PLAUD opened up a different kind of use case
If Typeless is mostly about communicating with other people, PLAUD solves something different: capturing things for yourself.
PLAUD is a wearable recording device — it comes as a small clip or a flat sticker that attaches magnetically to the back of your phone. The sticker version can detach and run independently, so you can carry it anywhere and record whenever.
I assumed the main use case was something like journaling or capturing random ideas. Then I accidentally recorded an onboarding meeting using PLAUD’s desktop app, and it completely reframed how I think about it.
After the meeting, it generated a structured infographic — broke the whole thing into four sections: core objectives, design principles, long-term goals, action items. It even pulled out who was responsible for what. My first reaction when I saw it was: this isn’t meeting notes. This is an actual handoff document.
So I recalibrated. For professional use, meeting documentation might be the most immediately useful thing PLAUD does.
That said, it has some friction points that haven’t been fully worked out. When the sticker is detached from your phone and recording independently, there’s no status feedback on your phone screen — you genuinely can’t tell whether it’s recording or not, which creates this low-grade anxious feeling. And there’s a smaller but persistent annoyance: once the magnetic sticker is on the back of your phone, your MagSafe charger doesn’t attach anymore.
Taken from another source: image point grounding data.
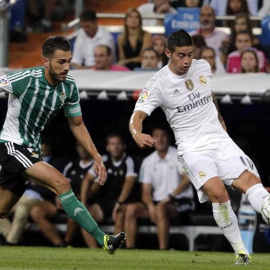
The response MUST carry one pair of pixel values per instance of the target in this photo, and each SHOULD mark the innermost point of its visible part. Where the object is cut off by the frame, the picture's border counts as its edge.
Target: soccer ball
(266, 210)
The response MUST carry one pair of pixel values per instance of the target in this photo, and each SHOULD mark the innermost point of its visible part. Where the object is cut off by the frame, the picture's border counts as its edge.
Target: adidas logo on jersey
(77, 210)
(176, 91)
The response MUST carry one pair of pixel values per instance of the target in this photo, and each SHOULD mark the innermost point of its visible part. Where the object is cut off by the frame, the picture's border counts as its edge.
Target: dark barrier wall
(248, 125)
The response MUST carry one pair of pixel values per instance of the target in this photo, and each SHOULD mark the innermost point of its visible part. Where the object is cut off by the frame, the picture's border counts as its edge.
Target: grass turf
(82, 258)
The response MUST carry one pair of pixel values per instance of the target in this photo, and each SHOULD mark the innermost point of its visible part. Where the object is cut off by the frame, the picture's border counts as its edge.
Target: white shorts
(222, 159)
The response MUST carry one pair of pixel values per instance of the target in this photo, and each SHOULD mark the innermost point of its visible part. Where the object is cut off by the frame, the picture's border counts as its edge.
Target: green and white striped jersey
(33, 102)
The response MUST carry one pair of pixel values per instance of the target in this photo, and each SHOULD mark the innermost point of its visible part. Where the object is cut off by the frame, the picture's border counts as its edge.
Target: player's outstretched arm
(221, 120)
(135, 128)
(81, 133)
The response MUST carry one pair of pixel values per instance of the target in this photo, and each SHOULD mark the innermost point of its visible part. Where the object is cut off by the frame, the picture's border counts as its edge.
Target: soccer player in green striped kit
(35, 96)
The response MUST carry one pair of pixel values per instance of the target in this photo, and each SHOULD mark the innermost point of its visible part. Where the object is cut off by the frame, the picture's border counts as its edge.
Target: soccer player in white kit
(208, 155)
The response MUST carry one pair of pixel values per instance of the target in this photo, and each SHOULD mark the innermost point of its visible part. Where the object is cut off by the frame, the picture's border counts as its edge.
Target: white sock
(255, 195)
(227, 221)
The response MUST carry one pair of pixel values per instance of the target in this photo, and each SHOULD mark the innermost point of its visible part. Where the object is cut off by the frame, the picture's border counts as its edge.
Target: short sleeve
(145, 173)
(92, 171)
(150, 98)
(5, 84)
(72, 107)
(77, 54)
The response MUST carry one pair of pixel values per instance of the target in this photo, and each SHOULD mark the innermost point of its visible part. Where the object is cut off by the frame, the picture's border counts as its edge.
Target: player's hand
(164, 8)
(144, 140)
(165, 201)
(152, 213)
(100, 171)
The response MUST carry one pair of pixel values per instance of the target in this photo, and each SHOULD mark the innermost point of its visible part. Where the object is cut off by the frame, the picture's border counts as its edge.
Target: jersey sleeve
(5, 85)
(145, 173)
(130, 167)
(72, 107)
(150, 98)
(77, 54)
(15, 83)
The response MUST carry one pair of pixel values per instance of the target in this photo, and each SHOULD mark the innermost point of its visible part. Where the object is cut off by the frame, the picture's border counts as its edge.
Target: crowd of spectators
(133, 46)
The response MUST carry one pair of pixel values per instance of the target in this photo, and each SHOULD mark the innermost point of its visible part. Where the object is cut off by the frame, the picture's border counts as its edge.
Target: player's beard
(54, 75)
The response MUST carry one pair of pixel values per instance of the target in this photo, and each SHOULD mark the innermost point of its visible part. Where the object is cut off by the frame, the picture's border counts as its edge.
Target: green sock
(77, 211)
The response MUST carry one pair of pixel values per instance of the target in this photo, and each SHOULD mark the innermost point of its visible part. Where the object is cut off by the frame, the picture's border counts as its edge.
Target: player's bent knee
(4, 214)
(62, 186)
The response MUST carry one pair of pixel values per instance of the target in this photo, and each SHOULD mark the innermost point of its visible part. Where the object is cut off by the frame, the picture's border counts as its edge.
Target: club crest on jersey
(189, 85)
(203, 81)
(144, 96)
(62, 96)
(33, 153)
(4, 81)
(202, 174)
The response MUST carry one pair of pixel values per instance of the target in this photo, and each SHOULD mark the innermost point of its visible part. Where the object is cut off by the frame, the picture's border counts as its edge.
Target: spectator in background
(235, 7)
(157, 7)
(133, 40)
(209, 55)
(166, 192)
(89, 36)
(43, 212)
(221, 5)
(241, 23)
(159, 45)
(121, 187)
(249, 62)
(149, 60)
(103, 60)
(265, 9)
(243, 41)
(213, 37)
(186, 3)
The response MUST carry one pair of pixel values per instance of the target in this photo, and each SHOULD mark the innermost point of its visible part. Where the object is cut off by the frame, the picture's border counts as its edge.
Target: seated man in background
(103, 60)
(89, 36)
(157, 7)
(149, 60)
(212, 36)
(121, 188)
(12, 230)
(166, 192)
(43, 212)
(243, 41)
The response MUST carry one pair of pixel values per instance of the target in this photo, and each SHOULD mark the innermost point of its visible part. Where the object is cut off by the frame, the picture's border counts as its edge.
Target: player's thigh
(46, 175)
(233, 162)
(215, 190)
(7, 200)
(199, 166)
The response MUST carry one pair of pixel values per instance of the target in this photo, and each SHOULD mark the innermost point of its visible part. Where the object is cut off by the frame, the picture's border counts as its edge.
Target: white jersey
(164, 175)
(188, 105)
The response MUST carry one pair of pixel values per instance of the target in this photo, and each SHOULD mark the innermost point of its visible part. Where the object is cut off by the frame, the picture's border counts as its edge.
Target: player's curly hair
(54, 43)
(179, 38)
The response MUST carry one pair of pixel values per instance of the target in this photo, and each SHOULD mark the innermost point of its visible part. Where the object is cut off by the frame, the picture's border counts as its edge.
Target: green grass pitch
(83, 258)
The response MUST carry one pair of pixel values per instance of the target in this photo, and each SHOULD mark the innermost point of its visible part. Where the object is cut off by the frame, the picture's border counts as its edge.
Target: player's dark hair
(150, 49)
(108, 49)
(115, 135)
(88, 15)
(179, 38)
(54, 43)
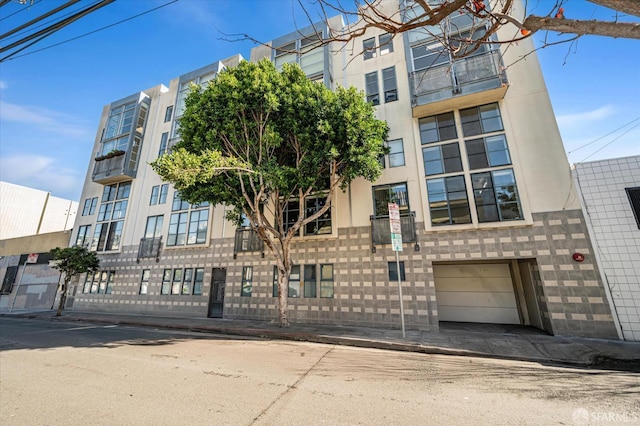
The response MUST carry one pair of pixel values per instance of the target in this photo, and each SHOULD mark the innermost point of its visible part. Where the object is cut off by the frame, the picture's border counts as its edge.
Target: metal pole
(24, 266)
(400, 291)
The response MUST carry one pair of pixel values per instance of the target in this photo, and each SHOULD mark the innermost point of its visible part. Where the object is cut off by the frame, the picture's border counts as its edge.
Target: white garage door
(475, 293)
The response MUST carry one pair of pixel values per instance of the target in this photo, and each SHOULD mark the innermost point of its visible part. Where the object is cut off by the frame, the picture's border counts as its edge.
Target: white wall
(615, 232)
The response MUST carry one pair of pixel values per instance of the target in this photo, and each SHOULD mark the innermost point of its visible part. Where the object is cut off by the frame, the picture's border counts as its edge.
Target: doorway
(216, 295)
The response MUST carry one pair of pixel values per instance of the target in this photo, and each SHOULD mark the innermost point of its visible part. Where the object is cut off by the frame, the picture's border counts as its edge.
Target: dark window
(634, 199)
(372, 89)
(496, 196)
(168, 113)
(482, 119)
(488, 152)
(393, 271)
(389, 84)
(386, 44)
(442, 159)
(385, 194)
(448, 203)
(437, 128)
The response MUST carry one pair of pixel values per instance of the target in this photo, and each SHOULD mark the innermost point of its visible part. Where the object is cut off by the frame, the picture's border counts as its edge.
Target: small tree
(72, 261)
(258, 140)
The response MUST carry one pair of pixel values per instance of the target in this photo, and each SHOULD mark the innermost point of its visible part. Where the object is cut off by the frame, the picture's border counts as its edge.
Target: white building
(610, 190)
(490, 216)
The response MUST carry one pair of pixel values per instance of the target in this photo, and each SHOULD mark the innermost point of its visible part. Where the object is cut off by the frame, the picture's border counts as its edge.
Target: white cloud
(47, 120)
(40, 172)
(586, 117)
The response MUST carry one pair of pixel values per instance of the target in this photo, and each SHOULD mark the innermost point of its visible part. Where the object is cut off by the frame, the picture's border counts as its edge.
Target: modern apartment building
(492, 227)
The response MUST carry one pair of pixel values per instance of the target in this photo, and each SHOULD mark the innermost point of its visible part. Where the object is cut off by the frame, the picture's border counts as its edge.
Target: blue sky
(51, 101)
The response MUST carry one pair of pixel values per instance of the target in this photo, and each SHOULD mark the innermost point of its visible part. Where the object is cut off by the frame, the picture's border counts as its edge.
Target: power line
(595, 152)
(601, 137)
(89, 33)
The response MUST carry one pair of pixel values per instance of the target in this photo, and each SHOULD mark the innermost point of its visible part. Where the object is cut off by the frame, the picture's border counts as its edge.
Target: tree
(72, 261)
(436, 19)
(258, 140)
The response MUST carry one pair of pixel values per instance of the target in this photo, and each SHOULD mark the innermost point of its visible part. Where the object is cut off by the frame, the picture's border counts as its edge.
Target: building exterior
(610, 191)
(27, 211)
(490, 216)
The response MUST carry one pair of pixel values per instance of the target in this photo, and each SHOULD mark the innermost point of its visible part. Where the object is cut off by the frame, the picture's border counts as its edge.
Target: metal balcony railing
(464, 76)
(149, 248)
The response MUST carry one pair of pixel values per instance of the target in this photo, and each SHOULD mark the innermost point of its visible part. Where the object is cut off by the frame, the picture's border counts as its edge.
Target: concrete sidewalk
(479, 340)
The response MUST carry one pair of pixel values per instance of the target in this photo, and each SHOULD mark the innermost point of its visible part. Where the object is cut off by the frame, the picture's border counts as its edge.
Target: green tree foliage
(72, 261)
(257, 139)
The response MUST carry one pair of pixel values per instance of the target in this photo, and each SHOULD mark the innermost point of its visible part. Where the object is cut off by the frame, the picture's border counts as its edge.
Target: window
(90, 205)
(299, 286)
(496, 196)
(437, 128)
(322, 224)
(488, 152)
(385, 194)
(108, 231)
(634, 200)
(389, 84)
(99, 282)
(168, 113)
(159, 194)
(144, 281)
(442, 159)
(154, 226)
(84, 236)
(396, 153)
(163, 144)
(371, 88)
(393, 271)
(189, 224)
(369, 48)
(448, 201)
(326, 281)
(246, 287)
(483, 119)
(386, 44)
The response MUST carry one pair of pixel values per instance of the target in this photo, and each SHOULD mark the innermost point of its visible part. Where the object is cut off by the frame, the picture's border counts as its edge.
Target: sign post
(396, 244)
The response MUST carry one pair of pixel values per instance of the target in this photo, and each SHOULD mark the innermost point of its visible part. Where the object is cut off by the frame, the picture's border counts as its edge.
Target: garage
(476, 293)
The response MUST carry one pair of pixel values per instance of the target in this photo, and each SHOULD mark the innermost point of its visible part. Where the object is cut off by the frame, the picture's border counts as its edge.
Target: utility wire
(601, 137)
(89, 33)
(595, 152)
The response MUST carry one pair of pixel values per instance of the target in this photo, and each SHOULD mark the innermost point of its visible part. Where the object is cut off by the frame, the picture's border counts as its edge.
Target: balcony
(247, 240)
(381, 230)
(112, 168)
(149, 248)
(467, 82)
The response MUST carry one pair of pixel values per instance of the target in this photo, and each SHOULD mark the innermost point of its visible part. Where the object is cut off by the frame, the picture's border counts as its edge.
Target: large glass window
(385, 194)
(442, 159)
(389, 84)
(496, 196)
(108, 232)
(438, 128)
(188, 224)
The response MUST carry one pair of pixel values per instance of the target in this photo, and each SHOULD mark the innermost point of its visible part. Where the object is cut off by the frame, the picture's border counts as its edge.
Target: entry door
(216, 295)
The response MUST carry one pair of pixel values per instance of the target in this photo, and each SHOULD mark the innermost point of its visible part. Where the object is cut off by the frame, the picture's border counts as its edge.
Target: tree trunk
(63, 296)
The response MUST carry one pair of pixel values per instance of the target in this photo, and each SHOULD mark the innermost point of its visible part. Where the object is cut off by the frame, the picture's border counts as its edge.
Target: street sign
(396, 228)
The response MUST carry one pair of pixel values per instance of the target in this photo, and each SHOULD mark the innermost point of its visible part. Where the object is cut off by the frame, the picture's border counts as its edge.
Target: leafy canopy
(256, 134)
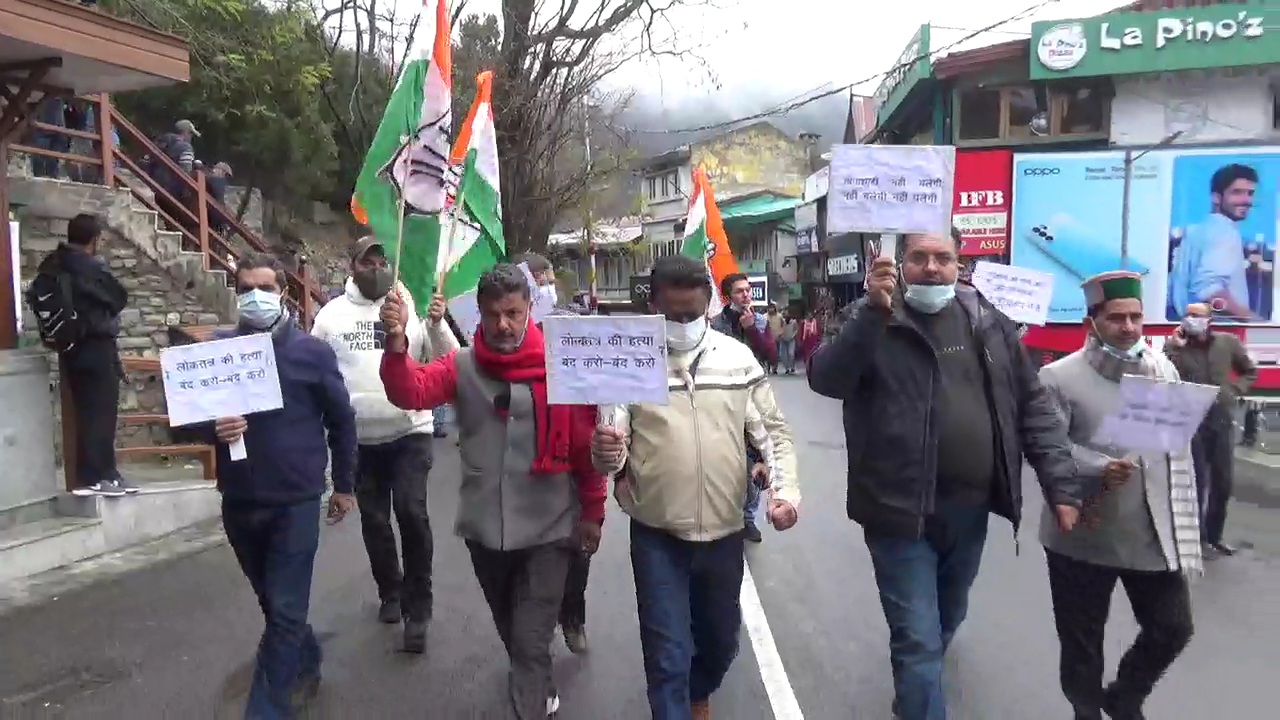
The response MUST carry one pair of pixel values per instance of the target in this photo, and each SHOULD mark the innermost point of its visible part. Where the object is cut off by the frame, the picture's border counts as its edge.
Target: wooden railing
(188, 215)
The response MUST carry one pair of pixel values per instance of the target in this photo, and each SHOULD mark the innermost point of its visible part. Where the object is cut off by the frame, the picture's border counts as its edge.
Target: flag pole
(400, 244)
(448, 241)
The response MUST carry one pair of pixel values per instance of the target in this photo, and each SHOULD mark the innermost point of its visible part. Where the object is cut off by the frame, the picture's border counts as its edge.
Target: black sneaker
(105, 488)
(389, 613)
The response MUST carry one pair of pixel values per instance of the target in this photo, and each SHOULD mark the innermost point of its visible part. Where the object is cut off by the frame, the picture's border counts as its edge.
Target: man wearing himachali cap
(1139, 527)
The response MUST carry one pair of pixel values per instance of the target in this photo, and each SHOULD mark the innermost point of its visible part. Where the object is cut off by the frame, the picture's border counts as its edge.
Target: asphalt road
(176, 639)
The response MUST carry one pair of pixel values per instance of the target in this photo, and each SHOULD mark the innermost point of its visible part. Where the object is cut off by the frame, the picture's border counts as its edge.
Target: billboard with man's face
(1202, 227)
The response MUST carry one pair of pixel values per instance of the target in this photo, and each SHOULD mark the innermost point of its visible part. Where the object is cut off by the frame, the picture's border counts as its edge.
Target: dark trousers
(688, 600)
(1082, 600)
(924, 591)
(95, 382)
(574, 605)
(275, 546)
(1214, 456)
(393, 479)
(524, 591)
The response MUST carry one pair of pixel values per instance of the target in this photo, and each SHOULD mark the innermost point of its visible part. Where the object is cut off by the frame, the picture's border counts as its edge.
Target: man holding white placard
(272, 497)
(530, 497)
(681, 473)
(1139, 525)
(396, 452)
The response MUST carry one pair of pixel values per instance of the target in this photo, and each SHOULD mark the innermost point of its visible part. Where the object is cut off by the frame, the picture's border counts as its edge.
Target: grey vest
(502, 505)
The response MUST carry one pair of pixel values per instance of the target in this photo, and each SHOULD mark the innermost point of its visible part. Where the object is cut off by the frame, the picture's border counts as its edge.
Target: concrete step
(88, 527)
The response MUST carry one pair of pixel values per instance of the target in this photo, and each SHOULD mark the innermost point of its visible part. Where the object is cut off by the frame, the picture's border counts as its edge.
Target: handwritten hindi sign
(220, 378)
(891, 188)
(1156, 415)
(1019, 292)
(606, 360)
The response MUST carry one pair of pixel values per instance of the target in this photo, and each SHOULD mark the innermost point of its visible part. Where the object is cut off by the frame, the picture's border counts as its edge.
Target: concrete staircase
(42, 527)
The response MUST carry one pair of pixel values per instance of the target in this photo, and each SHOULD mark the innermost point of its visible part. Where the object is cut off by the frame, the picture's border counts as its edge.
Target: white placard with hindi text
(891, 188)
(220, 378)
(1019, 292)
(606, 359)
(1155, 415)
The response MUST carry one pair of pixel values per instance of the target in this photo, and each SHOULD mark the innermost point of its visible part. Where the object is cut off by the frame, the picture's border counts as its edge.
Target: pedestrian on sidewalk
(77, 302)
(940, 405)
(690, 459)
(1206, 356)
(394, 452)
(572, 616)
(530, 499)
(1141, 520)
(272, 500)
(744, 324)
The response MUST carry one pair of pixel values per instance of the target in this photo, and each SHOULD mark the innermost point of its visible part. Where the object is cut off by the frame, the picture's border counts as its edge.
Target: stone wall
(158, 300)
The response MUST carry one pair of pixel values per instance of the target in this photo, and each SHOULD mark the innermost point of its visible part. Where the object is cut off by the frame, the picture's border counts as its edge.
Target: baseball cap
(364, 245)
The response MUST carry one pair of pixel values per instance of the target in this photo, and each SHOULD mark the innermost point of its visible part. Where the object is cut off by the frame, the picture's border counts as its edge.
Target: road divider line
(782, 696)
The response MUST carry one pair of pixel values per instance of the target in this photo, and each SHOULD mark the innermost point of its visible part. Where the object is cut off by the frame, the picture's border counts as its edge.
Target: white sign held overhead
(1022, 294)
(606, 360)
(891, 188)
(1155, 415)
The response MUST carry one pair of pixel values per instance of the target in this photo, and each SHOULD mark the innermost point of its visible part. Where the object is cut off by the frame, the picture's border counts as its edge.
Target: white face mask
(684, 337)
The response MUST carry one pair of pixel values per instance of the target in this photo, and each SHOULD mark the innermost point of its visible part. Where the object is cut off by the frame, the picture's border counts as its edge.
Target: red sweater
(412, 386)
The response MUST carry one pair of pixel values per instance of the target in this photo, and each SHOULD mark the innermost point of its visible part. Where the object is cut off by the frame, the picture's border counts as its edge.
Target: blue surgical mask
(259, 309)
(929, 299)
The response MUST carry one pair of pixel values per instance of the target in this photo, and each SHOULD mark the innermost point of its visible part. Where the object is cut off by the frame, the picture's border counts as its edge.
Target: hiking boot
(575, 639)
(389, 613)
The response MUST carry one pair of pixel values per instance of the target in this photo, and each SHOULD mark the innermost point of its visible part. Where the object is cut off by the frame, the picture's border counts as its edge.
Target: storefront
(983, 190)
(846, 267)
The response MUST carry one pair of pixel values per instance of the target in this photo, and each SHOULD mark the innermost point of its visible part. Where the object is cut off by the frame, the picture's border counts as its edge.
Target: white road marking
(782, 697)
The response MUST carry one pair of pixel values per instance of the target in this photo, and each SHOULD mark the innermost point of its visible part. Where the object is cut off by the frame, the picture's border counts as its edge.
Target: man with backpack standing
(77, 305)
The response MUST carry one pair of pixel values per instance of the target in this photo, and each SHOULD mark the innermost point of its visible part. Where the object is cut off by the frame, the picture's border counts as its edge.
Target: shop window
(979, 114)
(1024, 113)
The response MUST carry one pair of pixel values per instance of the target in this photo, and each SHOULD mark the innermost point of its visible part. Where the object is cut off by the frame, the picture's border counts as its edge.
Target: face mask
(1196, 326)
(374, 283)
(929, 299)
(685, 336)
(259, 309)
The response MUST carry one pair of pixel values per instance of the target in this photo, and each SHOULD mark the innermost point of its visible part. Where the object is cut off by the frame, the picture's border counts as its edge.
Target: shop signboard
(983, 187)
(1202, 227)
(1183, 39)
(913, 65)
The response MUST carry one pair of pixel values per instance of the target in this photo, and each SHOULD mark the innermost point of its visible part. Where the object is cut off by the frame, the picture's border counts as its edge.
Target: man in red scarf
(530, 497)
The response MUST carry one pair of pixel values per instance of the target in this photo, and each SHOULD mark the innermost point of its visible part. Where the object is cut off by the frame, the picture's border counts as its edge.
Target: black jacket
(886, 372)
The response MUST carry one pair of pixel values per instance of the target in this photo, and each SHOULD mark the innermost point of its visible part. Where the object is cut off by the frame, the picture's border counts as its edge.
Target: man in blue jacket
(272, 499)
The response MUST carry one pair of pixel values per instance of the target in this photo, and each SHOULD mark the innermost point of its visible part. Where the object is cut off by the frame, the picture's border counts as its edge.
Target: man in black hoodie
(91, 364)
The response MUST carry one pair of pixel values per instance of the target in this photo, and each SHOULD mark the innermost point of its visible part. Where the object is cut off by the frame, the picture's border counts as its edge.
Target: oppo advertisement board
(1202, 227)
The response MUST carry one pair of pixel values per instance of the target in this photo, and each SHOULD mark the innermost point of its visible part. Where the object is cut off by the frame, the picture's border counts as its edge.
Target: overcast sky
(781, 48)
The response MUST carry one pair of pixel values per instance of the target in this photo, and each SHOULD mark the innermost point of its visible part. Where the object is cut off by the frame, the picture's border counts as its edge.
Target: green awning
(762, 209)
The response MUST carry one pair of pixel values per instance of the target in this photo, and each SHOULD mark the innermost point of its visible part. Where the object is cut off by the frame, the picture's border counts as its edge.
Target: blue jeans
(688, 601)
(275, 546)
(752, 504)
(924, 591)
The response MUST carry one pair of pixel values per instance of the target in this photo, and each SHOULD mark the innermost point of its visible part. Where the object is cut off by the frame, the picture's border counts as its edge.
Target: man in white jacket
(394, 454)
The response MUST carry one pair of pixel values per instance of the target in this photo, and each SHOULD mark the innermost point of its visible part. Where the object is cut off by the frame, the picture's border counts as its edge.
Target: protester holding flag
(394, 451)
(530, 497)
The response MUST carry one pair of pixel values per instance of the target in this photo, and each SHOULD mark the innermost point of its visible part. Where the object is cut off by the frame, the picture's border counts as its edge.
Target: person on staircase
(83, 291)
(394, 446)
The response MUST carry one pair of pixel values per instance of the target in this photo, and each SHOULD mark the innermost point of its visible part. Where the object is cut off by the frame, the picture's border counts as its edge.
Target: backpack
(50, 297)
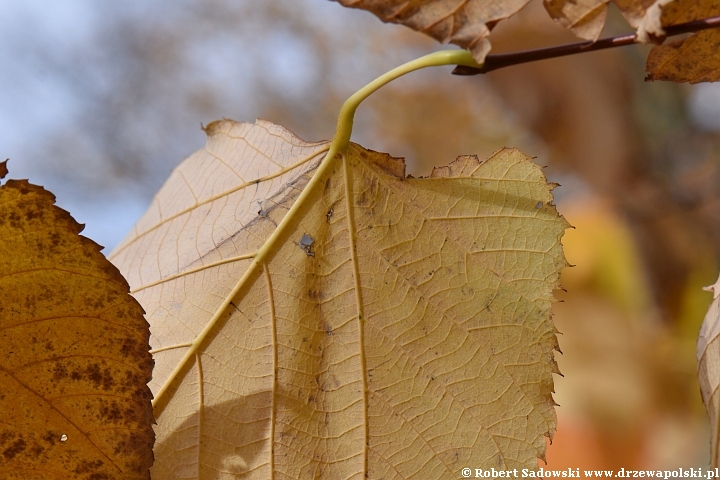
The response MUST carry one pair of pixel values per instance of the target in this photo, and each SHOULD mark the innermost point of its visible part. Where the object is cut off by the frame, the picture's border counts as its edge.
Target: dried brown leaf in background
(75, 361)
(693, 59)
(400, 328)
(586, 18)
(465, 23)
(708, 354)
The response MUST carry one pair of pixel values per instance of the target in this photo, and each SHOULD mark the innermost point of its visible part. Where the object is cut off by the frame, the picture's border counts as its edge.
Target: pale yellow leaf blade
(645, 16)
(400, 328)
(708, 354)
(586, 18)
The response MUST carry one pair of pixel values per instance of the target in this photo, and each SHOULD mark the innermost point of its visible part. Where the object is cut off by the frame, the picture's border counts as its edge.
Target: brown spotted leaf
(693, 59)
(398, 328)
(75, 360)
(465, 23)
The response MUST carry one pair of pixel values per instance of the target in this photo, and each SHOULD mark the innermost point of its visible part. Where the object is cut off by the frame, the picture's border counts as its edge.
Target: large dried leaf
(465, 23)
(75, 360)
(400, 328)
(708, 353)
(693, 59)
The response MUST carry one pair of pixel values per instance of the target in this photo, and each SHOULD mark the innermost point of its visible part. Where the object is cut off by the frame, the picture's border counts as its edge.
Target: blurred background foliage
(100, 100)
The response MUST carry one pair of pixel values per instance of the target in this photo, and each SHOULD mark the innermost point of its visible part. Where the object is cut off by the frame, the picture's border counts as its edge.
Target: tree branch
(494, 62)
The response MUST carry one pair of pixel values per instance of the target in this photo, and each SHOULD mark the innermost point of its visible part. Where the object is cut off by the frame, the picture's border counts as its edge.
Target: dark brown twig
(493, 62)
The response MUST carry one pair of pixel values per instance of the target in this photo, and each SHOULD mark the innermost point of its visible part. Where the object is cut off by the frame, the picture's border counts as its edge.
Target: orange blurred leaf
(693, 59)
(75, 361)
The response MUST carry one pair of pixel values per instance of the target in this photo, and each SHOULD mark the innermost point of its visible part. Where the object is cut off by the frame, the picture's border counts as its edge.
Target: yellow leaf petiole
(341, 140)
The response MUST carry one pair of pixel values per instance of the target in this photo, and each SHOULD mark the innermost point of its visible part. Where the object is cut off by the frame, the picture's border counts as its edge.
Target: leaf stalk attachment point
(341, 140)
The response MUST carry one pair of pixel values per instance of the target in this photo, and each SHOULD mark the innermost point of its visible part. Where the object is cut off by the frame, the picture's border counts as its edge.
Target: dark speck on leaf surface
(306, 243)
Every time you charge, you have to peel the sticker off first.
That’s the kind of detail that probably causes users to quietly stop using a product, not with a dramatic moment, just gradually.
The gap between a good product and a great one often lives exactly there.
What AI actually changed
Back to the original question: voice input tech has been mature for years — so what does that mean?
The way I think about it now: a mature technology is the starting line for product work, not the finish line.
When the tech is still hard, most of the energy goes into making it work at all. There’s not much left over for experience details. But once the technical problem is solved, you can redirect everything toward the harder, more interesting questions — where exactly is the friction? How much lower can this barrier go? Does each new layer of functionality actually serve a real use case, or is it just feature accumulation?
AI pushed this whole space forward in a specific way. It gave all these mature technologies a new capability layer — voice recognition output isn’t just raw text anymore, it can be understood, reorganized, rewritten according to what you actually meant.
That’s what Typeless and PLAUD are really built on. The ability to capture voice has existed for a long time. The ability to take that capture and turn it into something genuinely useful to you — that became practical when AI arrived.
I pay for memberships to several voice products. Not because any of them do something technically special. But because they’ve taken the same underlying tech and built deep enough into real scenarios that the experience stops feeling like a tool and starts feeling like it just works.
Once you’ve had that, the products that built the feature but didn’t think through the experience feel like a step backward.
That’s the gap product depth creates.
Which gets me thinking about something bigger: if the barrier to capturing a thought can be brought down this low, what else might that change?
We’ve always treated recording things — ideas, observations, things that matter — as something you have to sit down and do deliberately. But if capturing and organizing can be separated, if one can happen in any moment and the other can happen later, maybe the whole habit looks different than we assumed.